Notre client gourmand prend toujours une viennoiserie avant son trajet en métro. Sans faute. C’est pourquoi il ne réagit pas immédiatement lorsqu’elle lui explique qu’à cause d’un malaise, son mari n’a pas pu mettre la main à la pâte ce matin. Au sens propre. Voyez comme les présentoirs sont vides ! Non. Ne vous inquiétez pas. Rien de grave. D’après le médecin, c’est de repos dont il a besoin. On devrait suivre son conseil et partir en vacances. Mais où ? Vous en connaissez, vous, des destinations qui valent le déplacement ? Parce que quitte à prendre l’avion, autant que ça soit exotique…

Monsieur Beunard comprend enfin qu’il n’y aura pas de croissant ce matin. La journée commence mal.

Une fois à bord du métro, notre homme réussit à s’installer sur un strapontin, proche de la vitre qu’il regarde d’un air dépité. Il devrait être en train de mordre avec délice dans son croissant au beurre, et voilà qu’à cause d’un malaise, son rituel matinal s’en trouve tout bouleversé. Il ferme les yeux pour savourer le souvenir de sa dégustation quotidienne, seul vrai plaisir de ses journées toutes plus grises les unes que les autres. S’il y tenait tellement, à ce croissant, peut-être aurait-il pu se fournir ailleurs ? Mais c’était courir le risque d’être déçu. Or à s’écouter débattre en lui-même, Monsieur Beunard se demande s’il n’est pas plus attaché au rituel qu’au pain lui-même.

Ses pensées peu profondes ne l’empêchent pas de remarquer une bizarrerie dans cette rame. Comme une sorte de bonne humeur ambiante. Cela expliquerait le sourire incongru sur le visage des gens. Du jamais vu dans les transports en commun. Décidément, quelle étrange journée ! Méfions-nous.

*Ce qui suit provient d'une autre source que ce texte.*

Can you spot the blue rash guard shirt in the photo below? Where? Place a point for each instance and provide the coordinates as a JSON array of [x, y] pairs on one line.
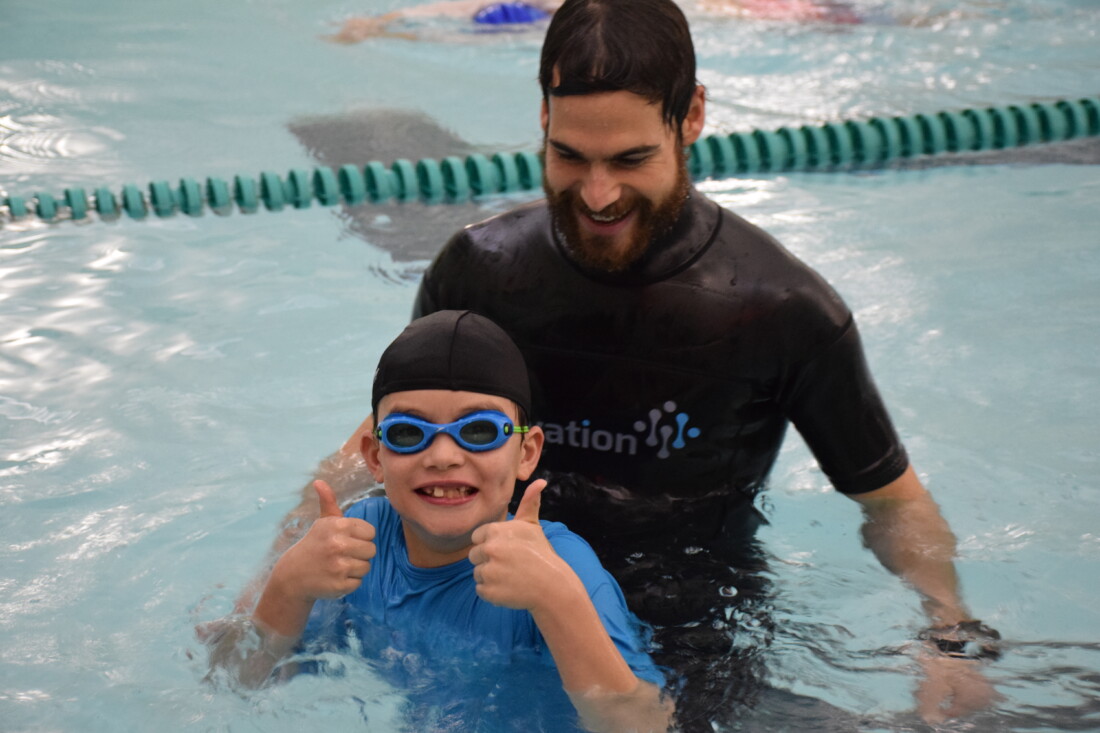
[[438, 611]]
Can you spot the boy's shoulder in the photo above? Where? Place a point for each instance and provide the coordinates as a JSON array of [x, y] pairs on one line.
[[571, 547]]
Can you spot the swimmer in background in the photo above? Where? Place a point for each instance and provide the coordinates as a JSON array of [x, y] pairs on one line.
[[481, 12], [438, 560], [527, 12]]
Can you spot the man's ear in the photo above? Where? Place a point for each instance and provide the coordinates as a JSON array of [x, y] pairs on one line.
[[370, 447], [692, 127]]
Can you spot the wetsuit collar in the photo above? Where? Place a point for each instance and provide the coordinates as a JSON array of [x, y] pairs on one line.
[[670, 253]]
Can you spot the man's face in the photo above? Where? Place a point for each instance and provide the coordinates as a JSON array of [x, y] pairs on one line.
[[615, 173]]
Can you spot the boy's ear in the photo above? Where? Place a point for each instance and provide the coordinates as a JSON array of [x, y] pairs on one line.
[[530, 451], [370, 448]]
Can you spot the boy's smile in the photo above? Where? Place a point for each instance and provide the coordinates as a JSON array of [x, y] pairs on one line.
[[444, 491]]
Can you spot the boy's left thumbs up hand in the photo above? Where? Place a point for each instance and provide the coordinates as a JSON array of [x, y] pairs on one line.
[[514, 564]]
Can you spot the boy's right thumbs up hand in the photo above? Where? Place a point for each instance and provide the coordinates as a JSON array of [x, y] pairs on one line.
[[333, 556]]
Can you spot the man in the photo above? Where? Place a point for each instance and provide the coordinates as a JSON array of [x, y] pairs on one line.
[[671, 342]]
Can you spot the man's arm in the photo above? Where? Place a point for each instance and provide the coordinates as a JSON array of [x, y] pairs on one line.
[[347, 473], [902, 525], [516, 567], [329, 561]]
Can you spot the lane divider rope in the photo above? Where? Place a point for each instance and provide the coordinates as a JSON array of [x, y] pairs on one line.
[[829, 146]]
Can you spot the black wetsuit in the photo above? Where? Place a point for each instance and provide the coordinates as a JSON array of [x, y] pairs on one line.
[[664, 392]]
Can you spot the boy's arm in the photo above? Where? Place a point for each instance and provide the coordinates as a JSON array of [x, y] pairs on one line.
[[516, 567], [328, 562], [347, 473]]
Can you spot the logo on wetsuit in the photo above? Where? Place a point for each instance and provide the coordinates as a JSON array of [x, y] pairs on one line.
[[653, 431]]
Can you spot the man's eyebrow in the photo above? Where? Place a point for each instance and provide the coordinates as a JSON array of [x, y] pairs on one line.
[[640, 150]]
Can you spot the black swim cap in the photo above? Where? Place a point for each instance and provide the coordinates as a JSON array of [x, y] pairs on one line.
[[453, 350]]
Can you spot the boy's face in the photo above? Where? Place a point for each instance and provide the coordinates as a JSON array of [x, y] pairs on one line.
[[444, 492]]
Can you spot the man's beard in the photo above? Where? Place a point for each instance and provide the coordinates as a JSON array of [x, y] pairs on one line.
[[651, 220]]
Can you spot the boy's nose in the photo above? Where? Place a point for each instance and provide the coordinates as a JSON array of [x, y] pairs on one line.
[[443, 452]]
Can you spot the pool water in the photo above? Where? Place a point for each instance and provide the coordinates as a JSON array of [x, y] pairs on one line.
[[166, 386]]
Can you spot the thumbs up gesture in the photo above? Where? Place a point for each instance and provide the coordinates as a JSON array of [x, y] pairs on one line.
[[331, 559], [514, 564]]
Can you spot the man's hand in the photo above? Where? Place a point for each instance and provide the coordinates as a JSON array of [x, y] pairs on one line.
[[952, 688], [514, 564]]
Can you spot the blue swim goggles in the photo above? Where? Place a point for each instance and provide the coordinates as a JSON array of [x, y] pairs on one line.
[[477, 431]]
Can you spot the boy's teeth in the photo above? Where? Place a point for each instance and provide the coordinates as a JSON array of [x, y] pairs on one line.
[[439, 492]]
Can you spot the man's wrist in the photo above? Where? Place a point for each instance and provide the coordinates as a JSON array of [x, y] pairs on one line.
[[967, 639]]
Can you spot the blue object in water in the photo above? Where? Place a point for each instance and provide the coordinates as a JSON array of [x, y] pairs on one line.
[[501, 13]]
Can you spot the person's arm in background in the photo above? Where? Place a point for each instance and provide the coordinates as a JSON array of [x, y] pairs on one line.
[[904, 528], [345, 472], [362, 28], [328, 562]]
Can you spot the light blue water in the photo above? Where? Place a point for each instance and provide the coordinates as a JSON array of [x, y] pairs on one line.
[[166, 386]]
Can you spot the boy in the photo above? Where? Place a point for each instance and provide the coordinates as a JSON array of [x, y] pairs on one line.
[[438, 555]]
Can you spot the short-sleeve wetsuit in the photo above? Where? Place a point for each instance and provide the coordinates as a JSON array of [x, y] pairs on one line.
[[666, 390]]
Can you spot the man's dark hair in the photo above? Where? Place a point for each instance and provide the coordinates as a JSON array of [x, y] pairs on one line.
[[642, 46]]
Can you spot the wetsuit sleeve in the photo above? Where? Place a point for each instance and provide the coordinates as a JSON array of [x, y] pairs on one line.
[[623, 626], [837, 409]]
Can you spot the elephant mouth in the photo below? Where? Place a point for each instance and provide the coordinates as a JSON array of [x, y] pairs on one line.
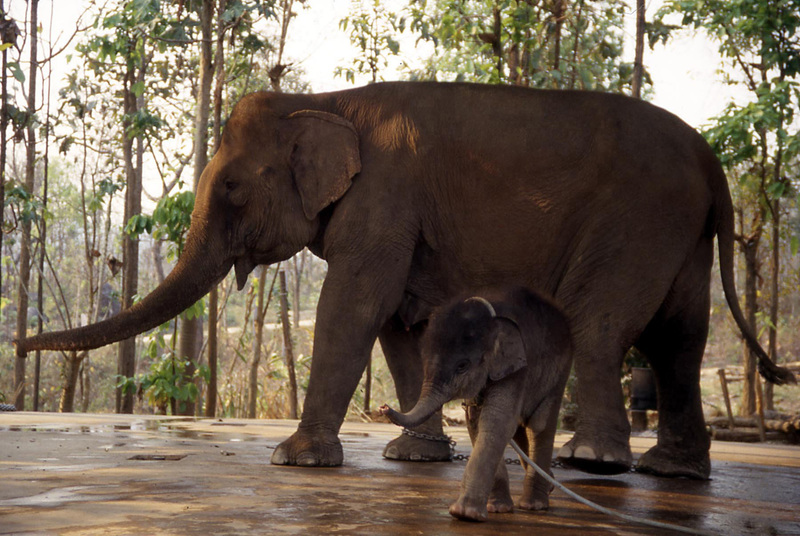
[[243, 266]]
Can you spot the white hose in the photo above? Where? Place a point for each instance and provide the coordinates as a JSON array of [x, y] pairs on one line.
[[603, 509]]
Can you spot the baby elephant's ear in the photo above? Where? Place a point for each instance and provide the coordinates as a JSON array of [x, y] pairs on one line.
[[508, 355]]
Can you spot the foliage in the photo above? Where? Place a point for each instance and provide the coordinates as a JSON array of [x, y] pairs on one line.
[[372, 28], [170, 221], [165, 384], [553, 43]]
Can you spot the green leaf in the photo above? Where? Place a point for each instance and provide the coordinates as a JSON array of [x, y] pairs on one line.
[[16, 71]]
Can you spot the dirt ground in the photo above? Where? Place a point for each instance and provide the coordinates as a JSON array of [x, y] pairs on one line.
[[87, 474]]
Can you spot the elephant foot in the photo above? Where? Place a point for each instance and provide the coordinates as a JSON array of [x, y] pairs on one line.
[[664, 461], [500, 503], [588, 456], [534, 503], [308, 449], [536, 497], [469, 510], [415, 449]]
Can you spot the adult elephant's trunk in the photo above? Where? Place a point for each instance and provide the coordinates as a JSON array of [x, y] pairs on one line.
[[197, 270], [430, 401]]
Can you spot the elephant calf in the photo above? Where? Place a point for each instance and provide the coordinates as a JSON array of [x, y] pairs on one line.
[[508, 353]]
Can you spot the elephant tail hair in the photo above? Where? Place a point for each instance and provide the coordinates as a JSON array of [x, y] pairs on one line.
[[725, 238]]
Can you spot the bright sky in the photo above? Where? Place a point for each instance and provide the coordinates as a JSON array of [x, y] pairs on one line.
[[684, 72]]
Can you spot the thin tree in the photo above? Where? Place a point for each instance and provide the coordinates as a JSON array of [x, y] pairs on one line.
[[8, 38], [25, 242], [191, 325], [638, 62]]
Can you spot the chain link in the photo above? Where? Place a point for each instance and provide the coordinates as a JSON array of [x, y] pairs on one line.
[[464, 457], [439, 439]]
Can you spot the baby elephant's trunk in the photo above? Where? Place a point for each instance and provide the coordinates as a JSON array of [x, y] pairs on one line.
[[430, 401]]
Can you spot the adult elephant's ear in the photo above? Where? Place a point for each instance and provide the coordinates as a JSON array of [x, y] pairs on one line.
[[509, 354], [325, 157]]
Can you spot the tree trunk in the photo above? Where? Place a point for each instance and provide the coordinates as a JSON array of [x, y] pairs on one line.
[[750, 250], [638, 63], [191, 328], [130, 245], [774, 300], [252, 392], [25, 242], [287, 344], [3, 129], [559, 9], [72, 367], [213, 297]]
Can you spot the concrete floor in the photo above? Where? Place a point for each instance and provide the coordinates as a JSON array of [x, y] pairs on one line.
[[114, 474]]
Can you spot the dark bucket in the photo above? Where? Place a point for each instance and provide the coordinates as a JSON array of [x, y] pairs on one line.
[[643, 389]]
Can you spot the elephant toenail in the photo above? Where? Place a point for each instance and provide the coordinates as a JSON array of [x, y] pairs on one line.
[[307, 460], [565, 452], [585, 453]]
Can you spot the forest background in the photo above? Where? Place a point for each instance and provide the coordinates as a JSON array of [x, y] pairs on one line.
[[107, 123]]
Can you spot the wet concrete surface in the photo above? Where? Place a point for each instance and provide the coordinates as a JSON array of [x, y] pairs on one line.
[[113, 474]]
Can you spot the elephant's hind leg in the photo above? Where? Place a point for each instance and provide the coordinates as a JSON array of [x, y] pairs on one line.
[[401, 349], [674, 343], [600, 444]]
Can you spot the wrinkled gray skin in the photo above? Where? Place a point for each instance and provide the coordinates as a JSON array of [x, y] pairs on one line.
[[508, 353], [417, 192]]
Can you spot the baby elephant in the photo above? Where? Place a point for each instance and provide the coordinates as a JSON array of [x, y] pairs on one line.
[[508, 353]]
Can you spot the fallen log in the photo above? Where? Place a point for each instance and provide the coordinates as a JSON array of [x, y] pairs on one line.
[[744, 435], [790, 424]]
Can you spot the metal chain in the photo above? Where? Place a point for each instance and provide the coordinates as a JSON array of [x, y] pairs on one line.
[[463, 457], [439, 439]]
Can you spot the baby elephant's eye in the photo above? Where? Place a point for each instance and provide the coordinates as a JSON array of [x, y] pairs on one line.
[[462, 367]]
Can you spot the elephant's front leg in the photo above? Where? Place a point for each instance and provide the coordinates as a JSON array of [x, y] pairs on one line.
[[496, 426], [401, 349], [354, 302], [536, 489]]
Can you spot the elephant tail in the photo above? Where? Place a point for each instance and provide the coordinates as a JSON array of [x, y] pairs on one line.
[[725, 238]]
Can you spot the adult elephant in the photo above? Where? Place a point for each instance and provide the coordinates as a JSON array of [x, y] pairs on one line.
[[414, 192]]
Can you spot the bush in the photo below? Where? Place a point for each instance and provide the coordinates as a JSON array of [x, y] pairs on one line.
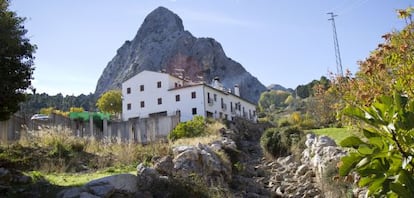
[[279, 142], [193, 128]]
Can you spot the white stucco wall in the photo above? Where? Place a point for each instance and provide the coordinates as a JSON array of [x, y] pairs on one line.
[[172, 86]]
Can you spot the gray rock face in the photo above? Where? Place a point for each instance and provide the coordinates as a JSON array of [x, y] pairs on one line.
[[162, 44]]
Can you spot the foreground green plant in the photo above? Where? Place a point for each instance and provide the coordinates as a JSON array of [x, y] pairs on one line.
[[384, 158], [193, 128]]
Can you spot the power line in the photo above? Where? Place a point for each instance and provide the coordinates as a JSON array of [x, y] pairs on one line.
[[336, 45]]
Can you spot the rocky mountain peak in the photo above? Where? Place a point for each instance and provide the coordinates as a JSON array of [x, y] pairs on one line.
[[160, 21], [162, 43]]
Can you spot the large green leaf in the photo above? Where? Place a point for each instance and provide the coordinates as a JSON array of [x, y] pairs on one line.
[[401, 190], [365, 149], [376, 184], [351, 141], [376, 141]]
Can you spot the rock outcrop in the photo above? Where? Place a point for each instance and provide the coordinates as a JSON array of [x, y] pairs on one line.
[[162, 44]]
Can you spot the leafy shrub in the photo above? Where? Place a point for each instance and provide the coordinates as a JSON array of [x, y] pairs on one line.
[[284, 123], [383, 158], [282, 141], [193, 128], [308, 124]]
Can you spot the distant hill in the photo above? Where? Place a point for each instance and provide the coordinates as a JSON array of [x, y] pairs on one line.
[[162, 44], [279, 87]]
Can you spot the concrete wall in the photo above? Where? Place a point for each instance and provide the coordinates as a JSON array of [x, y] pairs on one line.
[[142, 130]]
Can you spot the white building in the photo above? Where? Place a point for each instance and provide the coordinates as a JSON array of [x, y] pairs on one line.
[[150, 94]]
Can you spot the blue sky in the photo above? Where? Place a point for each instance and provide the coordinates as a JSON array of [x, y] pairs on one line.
[[283, 42]]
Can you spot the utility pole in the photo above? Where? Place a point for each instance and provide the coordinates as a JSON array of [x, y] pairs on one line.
[[336, 44]]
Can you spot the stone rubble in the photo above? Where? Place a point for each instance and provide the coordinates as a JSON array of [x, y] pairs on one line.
[[254, 175]]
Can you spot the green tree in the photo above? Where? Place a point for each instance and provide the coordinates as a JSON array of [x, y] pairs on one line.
[[273, 98], [16, 61], [110, 102], [381, 97]]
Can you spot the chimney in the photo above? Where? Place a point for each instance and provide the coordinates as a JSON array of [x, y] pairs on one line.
[[216, 83], [236, 90]]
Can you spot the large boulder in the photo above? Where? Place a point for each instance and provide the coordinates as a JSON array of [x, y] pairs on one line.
[[111, 186], [200, 160]]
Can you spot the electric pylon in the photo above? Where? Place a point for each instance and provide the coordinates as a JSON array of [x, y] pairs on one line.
[[336, 44]]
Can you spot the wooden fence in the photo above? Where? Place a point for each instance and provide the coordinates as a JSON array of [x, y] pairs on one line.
[[141, 130]]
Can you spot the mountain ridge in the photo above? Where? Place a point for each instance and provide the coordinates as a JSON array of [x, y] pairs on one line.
[[162, 43]]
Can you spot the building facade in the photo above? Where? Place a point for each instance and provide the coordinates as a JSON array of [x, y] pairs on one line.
[[149, 94]]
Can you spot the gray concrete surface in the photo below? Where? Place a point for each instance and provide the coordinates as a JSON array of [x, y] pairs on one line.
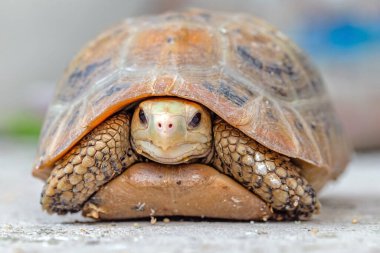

Aaarhg ! Le comptable vient de sursauter à la vue du jeune garçon en uniforme qui se tient devient lui, droit comme un i, et qui ne le quitte pas du regard. Il ne reconnaît pas cet accoutrement scolaire tout droit sorti d’une prep school britannique. Serait-il perdu ? Monsieur Beunard se contorsionne pour ne plus avoir à lui faire face, sans grand succès. L’écolier ne cille pas. Il fait un pas en avant. Notre homme se braque. Le garçonnet lui tend soudain la main. Au bout, deux sucettes. Une rouge. Une bleue.

Choose, ordonne-t-il.

Comment ça, choisir ?! Il ne manque pas d’air, ce gamin ! Comment peut-on choisir entre deux choses sans savoir ce qu’elles sont ? La sucette rouge doit être à la fraise. Ou à la cerise. Or Monsieur Beunard n’aime pas les fruits rouges. Trop acidulés. Alors la bleue ? Mais la teinte est bien trop artificielle pour être issue de myrtilles ou de mûres. Si ça se trouve, le garçon tient dans sa main deux sucreries farceuses, immangeables...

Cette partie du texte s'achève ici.